Au final, partout la même mécanique infernale à l’œuvre, que ne semble pas pouvoir endiguer les quelques manifestations démocrates et proeuropéennes. Elle a pour origine le désenchantement de classes populaires et moyennes victimes d’un système capitaliste mondialisé devenu sauvage et insaisissable, vis-à-vis des classes dirigeantes qui n’ont pas su entendre ou répondre à leurs aspirations de protection et de bien-être. Ainsi se détournent-elles des syndicats et partis classiques, à commencer par la Gauche, au profit de formations nouvelles pour la plupart radicales, voire extrémistes. Ce, dans un désir ardent de renverser la table, au-delà même de la simple menace que constituaient jusque-là les votes protestataires marginaux, sans plus se soucier de conséquences absolument catastrophiques pour l’ensemble, le désespoir alimentant l’irrationalité et la violence aveugles. La mutation des partis de Droite, qui tentent maladroitement d’épouser le mouvement pour l’influencer et en profiter, pas plus que la réalité de nouveaux régimes encore plus corrompus et clientélistes que les anciens, loin de désamorcer la vague populiste, ne cesse au contraire de la renforcer.

Corriere Della Sera (Italie) s’en fait l’écho, en accusant directement les élites, qui ont échoué tout particulièrement sur le plan idéologique et culturel pour avoir abandonné les trois piliers de l’Occident (christianisme, Etat providence et Etat Nation) au profit de la mondialisation. Dès lors, partout le même questionnement quant aux résultats et à l’impact des élections européennes toutes proches.

Pour Pravda (Slovaquie), le temps où conservateurs et socialistes s’affrontaient pour finalement s’entendre et se partager les responsabilités européennes, est révolu. Surtout que les nationalistes de tous bords sont déterminés à former un groupe uni, encouragés à la fois par Poutine et Trump, dont l’objectif commun clairement affiché est de diviser l’Europe afin de l’affaiblir et la transformer en proie facile.

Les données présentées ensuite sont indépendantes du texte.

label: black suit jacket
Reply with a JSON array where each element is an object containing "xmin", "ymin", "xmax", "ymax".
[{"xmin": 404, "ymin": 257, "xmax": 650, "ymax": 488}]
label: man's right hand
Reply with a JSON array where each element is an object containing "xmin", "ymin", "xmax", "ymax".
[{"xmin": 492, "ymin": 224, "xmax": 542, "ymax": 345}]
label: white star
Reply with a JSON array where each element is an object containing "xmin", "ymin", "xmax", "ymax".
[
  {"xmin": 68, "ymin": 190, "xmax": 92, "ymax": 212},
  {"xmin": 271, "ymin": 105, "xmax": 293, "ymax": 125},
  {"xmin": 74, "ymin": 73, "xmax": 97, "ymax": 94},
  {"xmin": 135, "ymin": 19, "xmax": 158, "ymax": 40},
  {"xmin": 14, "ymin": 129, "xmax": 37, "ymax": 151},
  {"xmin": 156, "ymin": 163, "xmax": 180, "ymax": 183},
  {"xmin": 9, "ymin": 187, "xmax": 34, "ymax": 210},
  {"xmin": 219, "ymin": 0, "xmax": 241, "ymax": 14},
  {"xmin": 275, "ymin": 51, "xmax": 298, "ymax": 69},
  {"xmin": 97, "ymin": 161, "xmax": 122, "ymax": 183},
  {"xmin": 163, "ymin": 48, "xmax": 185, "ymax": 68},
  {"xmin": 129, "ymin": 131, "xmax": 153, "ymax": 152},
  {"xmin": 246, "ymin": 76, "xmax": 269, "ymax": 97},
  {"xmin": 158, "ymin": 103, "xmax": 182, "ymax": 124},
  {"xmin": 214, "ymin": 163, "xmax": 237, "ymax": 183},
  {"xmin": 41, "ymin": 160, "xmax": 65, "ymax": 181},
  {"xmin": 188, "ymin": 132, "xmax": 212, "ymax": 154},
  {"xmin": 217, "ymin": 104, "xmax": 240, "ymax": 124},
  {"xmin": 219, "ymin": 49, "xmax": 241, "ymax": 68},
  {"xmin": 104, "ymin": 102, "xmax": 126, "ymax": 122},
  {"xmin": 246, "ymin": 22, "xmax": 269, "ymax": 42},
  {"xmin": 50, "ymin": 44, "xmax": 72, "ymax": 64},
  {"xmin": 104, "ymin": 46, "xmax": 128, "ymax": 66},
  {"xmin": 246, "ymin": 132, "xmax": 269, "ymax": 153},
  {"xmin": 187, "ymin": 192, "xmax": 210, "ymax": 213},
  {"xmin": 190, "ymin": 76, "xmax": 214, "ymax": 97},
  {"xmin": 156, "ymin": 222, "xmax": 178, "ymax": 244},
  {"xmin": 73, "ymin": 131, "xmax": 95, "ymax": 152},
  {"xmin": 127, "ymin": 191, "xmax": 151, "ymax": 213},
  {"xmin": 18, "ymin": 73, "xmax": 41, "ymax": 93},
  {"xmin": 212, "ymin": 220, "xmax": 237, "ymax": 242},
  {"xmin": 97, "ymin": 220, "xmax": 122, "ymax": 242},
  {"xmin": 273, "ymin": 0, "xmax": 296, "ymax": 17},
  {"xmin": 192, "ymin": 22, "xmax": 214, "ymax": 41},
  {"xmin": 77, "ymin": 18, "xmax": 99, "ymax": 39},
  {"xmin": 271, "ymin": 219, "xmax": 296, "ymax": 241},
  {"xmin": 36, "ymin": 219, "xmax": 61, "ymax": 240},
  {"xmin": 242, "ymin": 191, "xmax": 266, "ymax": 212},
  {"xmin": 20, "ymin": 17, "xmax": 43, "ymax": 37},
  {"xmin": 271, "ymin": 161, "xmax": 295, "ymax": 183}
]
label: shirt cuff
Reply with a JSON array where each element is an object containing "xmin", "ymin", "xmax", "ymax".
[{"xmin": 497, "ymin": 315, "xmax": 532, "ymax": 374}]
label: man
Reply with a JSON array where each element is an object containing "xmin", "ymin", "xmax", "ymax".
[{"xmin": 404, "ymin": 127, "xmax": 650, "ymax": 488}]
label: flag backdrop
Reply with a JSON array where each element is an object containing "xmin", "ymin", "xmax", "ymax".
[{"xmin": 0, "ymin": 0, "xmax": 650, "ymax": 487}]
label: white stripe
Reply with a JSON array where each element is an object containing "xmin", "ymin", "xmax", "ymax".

Kurier (Autriche) se lamente d’un contexte ô combien favorable aux fossoyeurs de l’UE, qui attisent les peurs de déclassement en avançant des réponses faciles, qui plus est face à l’échec d’un Macron à renouveler la politique et l’Europe par la voie réformiste modérée. Certes, la Gauche ne dort pas, comme le souligne The Irish Times (Irlande), y compris au Royaume-Uni où le chaos post-Brexit, aggravé par la mise au pas de Theresa May de la part de son Parlement rebelle, pourrait porter le chef de file du Labour, Jeremy Corbin, au 10 Downing Street, donnant alors des ailes à d’autres populistes, gauchistes cette fois. Mais il est clair que la donne privilégie plutôt à ce jour la Droite radicale et extrême, qui tente de s’organiser paradoxalement par-delà ces frontières qu’elle prétend rétablir et défendre.

Ria Nowosti (Russie) veut croire à un rassemblement qui aboutira à la formation du 2ème, voire du 1er groupe dans le futur PE : l’agrégation de ces courants au cœur même de la mécanique européenne pourrait développer des forces centrifuges susceptible de la faire exploser. Un scénario catastrophe auquel ne veulent pas croire Il Sole 24 Ore (Italie) et Vecernji List (Hongrie), qui font tous deux leurs comptes : bien sûr, les antieuropéens pourraient franchir la barre des 200 députés (sur 751), mais ils ne seront pas pour autant majoritaires, loin de là, et ne pourront donc pas détruire le système de l’intérieur, seulement le perturber.

Relativiser de la sorte est une manière comme une autre de se rassurer en cette époque d’espoirs et d’espérances à travers les vœux que s’adressent les uns aux autres. Mais l’aveuglement dont sont victimes les électeurs des nationaux-populistes ne doit pas gagner les forces progressistes et proeuropéennes. Ou plutôt ne doit plus les gagner, car elles ont trop souvent et trop longtemps ignoré le danger, pour préférer au nécessaire mouvement long-termiste un confortable immobilisme court-termiste. Il est encore temps d’apporter les bonnes solutions à une Europe qui se cherche et qui hésite. Peut-être s’agit-il là de la dernière chance. Formulons donc le vœu du choix de la solidarité dans une union toujours plus étroite et efficiente, au lieu d’une destruction que ne sera pas créatrice mais nous anéantira tous.